F. J. King was an American schooner built in 1867. She operated on the Great Lakes for 19 years, before sinking in a storm on Lake Michigan, on 15 September 1886, while laden with iron ore. Her wreck was located nearly 139 years after her loss, on 28 June 2025, in 137 ft of water near Cana Island, by a Wisconsin archaeological group.

==History==
F. J. King (US official number 9299) was a wooden schooner, built by master shipwright George R. Rogers in Toledo, Ohio, in 1867. Her hull was 144 ft in length, 26.2 ft in beam, and 12 ft. She had a gross register tonnage of 280.55 tons, and a net register tonnage of 266. She was launched on 16 June 1867. Although built to fit within the confines of the Welland Canal, she was found to be too long, resulting in the removal of her stern's corners in 1869, to facilitate her passage. She was shortened by 3 ft a year later.

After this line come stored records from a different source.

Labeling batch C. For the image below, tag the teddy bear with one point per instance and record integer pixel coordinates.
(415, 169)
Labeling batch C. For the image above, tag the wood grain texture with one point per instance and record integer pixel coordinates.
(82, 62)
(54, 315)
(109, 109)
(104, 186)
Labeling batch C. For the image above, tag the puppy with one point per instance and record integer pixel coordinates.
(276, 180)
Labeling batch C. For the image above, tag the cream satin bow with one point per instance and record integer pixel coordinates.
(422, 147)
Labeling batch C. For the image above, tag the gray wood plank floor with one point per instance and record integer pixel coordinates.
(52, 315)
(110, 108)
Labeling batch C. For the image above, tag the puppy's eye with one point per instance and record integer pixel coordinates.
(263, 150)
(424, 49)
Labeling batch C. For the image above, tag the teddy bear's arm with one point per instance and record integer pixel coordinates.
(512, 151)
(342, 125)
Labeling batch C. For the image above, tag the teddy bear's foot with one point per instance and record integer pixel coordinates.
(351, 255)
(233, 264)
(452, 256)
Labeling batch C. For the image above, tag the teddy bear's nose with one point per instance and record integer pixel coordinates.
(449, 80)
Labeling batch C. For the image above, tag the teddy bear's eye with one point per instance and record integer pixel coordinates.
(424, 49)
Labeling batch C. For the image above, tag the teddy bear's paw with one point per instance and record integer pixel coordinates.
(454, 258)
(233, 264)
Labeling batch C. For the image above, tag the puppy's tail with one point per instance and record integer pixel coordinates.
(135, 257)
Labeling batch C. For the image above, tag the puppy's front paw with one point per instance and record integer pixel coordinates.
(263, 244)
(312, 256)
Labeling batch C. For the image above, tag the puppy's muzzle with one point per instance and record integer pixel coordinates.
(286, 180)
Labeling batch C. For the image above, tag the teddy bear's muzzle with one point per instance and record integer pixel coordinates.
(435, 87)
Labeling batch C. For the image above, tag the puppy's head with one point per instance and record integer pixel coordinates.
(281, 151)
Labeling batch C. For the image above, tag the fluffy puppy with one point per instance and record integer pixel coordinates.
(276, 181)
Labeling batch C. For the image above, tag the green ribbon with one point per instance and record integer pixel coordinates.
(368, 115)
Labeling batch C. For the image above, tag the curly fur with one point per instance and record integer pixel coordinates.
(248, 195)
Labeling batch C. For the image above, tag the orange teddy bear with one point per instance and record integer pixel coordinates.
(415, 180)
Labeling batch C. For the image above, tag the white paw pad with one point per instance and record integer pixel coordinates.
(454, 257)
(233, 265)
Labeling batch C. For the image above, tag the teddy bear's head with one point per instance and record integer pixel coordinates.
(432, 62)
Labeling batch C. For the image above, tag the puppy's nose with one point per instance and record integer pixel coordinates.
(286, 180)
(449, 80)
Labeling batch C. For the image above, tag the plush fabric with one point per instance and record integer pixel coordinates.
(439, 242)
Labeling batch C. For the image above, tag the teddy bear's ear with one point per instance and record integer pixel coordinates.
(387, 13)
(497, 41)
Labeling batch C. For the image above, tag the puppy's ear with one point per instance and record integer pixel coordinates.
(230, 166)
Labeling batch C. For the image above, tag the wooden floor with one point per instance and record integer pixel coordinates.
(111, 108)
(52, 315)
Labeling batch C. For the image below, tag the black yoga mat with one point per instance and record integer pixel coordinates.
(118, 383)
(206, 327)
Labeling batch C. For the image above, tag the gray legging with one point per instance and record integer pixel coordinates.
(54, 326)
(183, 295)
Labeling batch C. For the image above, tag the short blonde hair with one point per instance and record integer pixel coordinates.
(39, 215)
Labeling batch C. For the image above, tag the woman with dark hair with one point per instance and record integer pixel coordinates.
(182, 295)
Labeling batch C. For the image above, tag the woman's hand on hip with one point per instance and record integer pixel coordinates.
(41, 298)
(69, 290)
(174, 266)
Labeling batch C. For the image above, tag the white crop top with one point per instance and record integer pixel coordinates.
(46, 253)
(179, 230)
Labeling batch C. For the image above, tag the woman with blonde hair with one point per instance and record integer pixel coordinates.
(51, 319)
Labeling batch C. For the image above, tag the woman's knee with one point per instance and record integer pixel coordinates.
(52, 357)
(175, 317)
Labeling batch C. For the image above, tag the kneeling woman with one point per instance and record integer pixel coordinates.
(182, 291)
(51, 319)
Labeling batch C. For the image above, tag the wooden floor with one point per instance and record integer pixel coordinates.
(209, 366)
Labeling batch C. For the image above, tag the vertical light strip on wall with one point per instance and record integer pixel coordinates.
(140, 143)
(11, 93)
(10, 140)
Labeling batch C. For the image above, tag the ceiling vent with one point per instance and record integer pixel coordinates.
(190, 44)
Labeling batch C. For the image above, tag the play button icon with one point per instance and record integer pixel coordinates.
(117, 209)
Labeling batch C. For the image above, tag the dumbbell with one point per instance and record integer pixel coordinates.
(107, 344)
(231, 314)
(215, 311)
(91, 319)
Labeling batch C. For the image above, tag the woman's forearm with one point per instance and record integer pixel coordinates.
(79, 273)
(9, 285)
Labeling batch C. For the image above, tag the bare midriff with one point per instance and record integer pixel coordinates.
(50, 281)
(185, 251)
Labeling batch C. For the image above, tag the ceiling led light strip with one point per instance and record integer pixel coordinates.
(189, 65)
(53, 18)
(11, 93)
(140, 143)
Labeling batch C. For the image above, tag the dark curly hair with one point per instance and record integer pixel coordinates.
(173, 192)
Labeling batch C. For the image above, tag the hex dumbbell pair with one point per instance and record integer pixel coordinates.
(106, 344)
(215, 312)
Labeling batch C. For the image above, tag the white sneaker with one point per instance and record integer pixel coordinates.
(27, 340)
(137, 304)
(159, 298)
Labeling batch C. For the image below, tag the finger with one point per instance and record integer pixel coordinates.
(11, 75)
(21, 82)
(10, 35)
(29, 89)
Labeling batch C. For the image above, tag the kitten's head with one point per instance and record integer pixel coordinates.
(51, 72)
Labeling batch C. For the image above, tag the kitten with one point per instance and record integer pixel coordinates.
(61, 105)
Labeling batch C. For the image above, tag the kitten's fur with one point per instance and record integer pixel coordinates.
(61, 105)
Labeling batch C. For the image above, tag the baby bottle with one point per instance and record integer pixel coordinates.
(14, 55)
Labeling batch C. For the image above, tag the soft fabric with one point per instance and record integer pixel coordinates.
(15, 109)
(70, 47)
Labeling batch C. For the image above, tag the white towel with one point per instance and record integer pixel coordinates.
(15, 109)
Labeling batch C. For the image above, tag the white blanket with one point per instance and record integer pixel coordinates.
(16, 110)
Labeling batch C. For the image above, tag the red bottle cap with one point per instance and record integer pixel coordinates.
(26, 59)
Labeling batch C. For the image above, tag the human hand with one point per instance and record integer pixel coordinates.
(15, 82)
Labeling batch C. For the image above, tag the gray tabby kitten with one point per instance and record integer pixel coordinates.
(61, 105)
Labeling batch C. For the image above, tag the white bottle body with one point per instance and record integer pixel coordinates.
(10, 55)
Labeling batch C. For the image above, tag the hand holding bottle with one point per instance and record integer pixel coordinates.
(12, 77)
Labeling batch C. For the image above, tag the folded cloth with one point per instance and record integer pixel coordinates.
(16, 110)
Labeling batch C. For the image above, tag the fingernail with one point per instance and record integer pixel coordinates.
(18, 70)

She lost her bowsprit on Lake Erie, on 2 November 1871, eventually running aground at the Black River.

A third mast was installed in 1885.

==Final voyage==
In the early hours of 15 September 1886, F. J. King was headed from Escanaba, Michigan, to Chicago, Illinois, under the command of Captain William Griffin, with a cargo of iron ore. While off the Door Peninsula, she ran into a southwest gale, with 8–10 ft waves, resulting in her aging hull springing a leak. The crew attempted to pump the water out of her hull, which proved unsuccessful. Eventually, Griffin gave the order to abandon the sinking schooner, and the crew boarded the schooner's yawl. At approximately 02:00, as the crew rowed towards the shore, they witnessed F. J. King sink bow-first, her aft deckhouse being blown about 50 ft into the air as she went down. The crew was picked up by the schooner La Petite, which transported them to Baileys Harbor, Wisconsin.

==Wreck==
The wreck of F. J. King was located on 28 June 2025, nearly 139 years after her loss, by the Wisconsin Underwater Archaeology Association, a group led by maritime historian Brendon Baillod. She was located in 137 ft of water, near Baileys Harbor. She was discovered after a two-hour search of the targeted area suggested by historical sources from Baillod's research. Over the previous decades, she had been one of the most highly sought-after shipwrecks on Lake Michigan, with a dive club issuing a $1,000 reward for her discovery in the 1970s. Most wooden vessels laden with ore sustained significant damage upon impacting the lake bottom, but F. J. Kings hull remains mostly intact.

The wreck was listed on the National Register of Historic Places on 29 July 2026.